Your AWS credentials let you log into the AWS management console, manage services, view and edit resources, and so on. Security in AWS begins with the foundation of identity, which is managed by the Identity and Access Management (IAM) service. Because your AWS credentials are the keys to the kingdom, the first order of business is to protect them from accidental exposure and unauthorised use. The second step is to ensure that users have only the permissions they need, and no more.

  • IAM is used to securely control individual and group access to AWS resources.
  • IAM makes it easy to provide multiple users secure access to AWS resources.
  • IAM can be used to manage:
    • Users.
    • Groups.
    • Access policies.
    • Roles.
    • User credentials.
    • User password policies.
    • Multi-factor authentication (MFA).
    • API keys for programmatic access (CLI).

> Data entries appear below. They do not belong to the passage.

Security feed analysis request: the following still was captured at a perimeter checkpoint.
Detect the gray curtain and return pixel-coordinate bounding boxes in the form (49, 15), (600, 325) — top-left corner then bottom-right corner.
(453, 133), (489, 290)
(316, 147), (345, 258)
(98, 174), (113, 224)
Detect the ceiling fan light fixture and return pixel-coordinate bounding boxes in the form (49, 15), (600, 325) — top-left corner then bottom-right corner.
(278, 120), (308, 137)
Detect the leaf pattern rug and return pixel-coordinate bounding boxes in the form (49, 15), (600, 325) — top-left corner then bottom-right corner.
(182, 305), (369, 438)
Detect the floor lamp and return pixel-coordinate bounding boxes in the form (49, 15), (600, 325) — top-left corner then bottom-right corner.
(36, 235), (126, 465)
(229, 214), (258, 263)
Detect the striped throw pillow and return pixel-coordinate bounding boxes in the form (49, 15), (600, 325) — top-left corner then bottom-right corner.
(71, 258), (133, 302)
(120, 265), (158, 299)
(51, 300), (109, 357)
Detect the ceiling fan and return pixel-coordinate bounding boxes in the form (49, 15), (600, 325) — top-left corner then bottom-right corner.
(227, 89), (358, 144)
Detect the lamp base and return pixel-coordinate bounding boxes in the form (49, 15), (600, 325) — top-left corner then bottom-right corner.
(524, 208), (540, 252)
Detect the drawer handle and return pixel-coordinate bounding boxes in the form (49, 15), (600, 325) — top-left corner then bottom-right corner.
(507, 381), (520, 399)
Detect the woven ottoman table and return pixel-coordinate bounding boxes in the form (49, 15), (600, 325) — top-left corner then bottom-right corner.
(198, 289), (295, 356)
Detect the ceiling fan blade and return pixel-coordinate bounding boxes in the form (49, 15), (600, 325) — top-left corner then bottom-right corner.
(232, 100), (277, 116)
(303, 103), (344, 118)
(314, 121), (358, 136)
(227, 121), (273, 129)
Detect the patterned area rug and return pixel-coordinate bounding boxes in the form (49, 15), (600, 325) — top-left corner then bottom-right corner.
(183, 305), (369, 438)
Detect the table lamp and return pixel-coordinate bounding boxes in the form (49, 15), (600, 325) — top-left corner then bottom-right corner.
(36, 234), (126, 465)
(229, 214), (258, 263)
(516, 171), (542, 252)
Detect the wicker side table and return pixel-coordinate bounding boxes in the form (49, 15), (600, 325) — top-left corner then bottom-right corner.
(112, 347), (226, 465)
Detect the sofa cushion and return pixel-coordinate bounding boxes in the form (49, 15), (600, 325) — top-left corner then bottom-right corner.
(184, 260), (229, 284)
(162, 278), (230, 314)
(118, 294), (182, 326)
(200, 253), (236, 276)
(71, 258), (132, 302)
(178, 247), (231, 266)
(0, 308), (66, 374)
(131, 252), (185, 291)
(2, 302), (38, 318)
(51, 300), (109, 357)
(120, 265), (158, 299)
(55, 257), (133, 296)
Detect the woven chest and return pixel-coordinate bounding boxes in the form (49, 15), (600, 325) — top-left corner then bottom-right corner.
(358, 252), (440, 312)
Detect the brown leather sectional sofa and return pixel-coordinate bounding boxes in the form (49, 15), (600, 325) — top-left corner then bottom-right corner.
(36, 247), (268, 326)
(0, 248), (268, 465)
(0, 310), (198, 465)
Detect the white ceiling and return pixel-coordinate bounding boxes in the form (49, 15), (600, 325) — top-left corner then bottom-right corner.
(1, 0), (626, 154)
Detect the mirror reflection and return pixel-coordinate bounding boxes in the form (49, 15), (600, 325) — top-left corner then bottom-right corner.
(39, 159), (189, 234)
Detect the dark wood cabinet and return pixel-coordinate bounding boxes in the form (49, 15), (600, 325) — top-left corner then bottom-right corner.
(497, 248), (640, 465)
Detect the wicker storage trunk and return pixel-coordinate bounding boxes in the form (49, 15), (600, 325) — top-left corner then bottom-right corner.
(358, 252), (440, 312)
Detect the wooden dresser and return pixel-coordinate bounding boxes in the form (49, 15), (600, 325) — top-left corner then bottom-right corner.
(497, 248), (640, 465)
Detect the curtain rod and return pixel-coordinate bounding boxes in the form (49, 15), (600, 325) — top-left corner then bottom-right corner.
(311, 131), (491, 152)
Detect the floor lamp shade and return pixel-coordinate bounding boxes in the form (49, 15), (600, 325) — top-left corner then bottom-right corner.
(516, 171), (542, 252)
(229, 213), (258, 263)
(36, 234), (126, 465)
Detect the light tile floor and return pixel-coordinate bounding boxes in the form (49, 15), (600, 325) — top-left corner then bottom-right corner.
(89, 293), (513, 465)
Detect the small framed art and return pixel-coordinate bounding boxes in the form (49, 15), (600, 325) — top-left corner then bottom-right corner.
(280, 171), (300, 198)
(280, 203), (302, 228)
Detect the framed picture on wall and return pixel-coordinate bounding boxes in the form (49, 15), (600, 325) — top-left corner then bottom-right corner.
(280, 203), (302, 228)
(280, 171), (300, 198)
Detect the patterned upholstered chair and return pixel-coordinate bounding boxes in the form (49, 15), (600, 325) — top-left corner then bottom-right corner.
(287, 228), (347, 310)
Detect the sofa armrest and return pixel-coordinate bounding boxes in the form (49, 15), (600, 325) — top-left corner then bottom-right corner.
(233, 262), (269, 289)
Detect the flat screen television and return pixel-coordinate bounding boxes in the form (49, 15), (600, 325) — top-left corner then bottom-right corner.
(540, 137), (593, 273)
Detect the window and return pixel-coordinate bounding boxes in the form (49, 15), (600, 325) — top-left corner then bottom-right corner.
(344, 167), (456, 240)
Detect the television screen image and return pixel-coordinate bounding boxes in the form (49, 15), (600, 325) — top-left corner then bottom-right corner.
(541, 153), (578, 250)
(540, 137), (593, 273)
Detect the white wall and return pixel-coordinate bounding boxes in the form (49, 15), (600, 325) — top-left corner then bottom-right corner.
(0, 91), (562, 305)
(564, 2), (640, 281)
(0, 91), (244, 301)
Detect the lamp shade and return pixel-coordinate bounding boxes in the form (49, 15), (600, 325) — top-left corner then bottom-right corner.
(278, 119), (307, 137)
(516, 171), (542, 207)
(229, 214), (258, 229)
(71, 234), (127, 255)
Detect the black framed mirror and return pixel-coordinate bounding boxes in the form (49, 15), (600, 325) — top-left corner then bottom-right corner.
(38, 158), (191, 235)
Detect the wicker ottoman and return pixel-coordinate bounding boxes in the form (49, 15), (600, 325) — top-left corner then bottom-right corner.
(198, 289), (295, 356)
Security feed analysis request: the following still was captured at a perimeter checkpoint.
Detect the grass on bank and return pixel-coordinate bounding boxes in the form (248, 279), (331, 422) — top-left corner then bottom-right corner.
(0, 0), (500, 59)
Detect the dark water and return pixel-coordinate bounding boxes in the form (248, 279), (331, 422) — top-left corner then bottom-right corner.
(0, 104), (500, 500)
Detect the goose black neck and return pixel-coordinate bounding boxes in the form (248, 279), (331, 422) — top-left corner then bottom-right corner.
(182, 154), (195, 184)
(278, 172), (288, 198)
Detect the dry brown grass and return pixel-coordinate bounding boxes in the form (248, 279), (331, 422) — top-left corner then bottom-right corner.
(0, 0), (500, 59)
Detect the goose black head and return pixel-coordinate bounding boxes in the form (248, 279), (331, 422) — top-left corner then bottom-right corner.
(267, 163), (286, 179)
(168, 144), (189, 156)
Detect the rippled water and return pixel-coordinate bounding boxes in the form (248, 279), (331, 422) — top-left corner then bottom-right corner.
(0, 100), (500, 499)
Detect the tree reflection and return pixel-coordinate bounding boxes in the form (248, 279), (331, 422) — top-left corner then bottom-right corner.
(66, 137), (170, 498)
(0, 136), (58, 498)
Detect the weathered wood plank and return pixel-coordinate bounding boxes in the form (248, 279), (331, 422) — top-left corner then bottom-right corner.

  • Provides centralized control of your AWS account.
  • Enables shared access to your AWS account.
  • By default new users are created with NO access to any AWS services – they can only login to the AWS console.
  • Permission must be explicitly granted to allow a user to access an AWS service.
  • IAM users are individuals who have been granted access to an AWS account.
  • Each IAM user has three main components:
    • A user-name.
    • A password.
    • Permissions to access various resources.
  • You can apply granular permissions with IAM.
  • You can assign users individual security credentials such as access keys, passwords, and multi-factor authentication devices.
  • IAM is not used for application-level authentication.
  • Identity Federation (including AD, Facebook etc.) can be configured allowing secure access to resources in an AWS account without creating an IAM user account.
  • Multi-factor authentication (MFA) can be enabled/enforced for the AWS account and for individual users under the account.
  • MFA uses an authentication device that continually generates random, six-digit, single-use authentication codes.
  • You can authenticate using an MFA device in the following three ways:
    • Through the AWS Management Console – the user is prompted for a user name, password and authentication code.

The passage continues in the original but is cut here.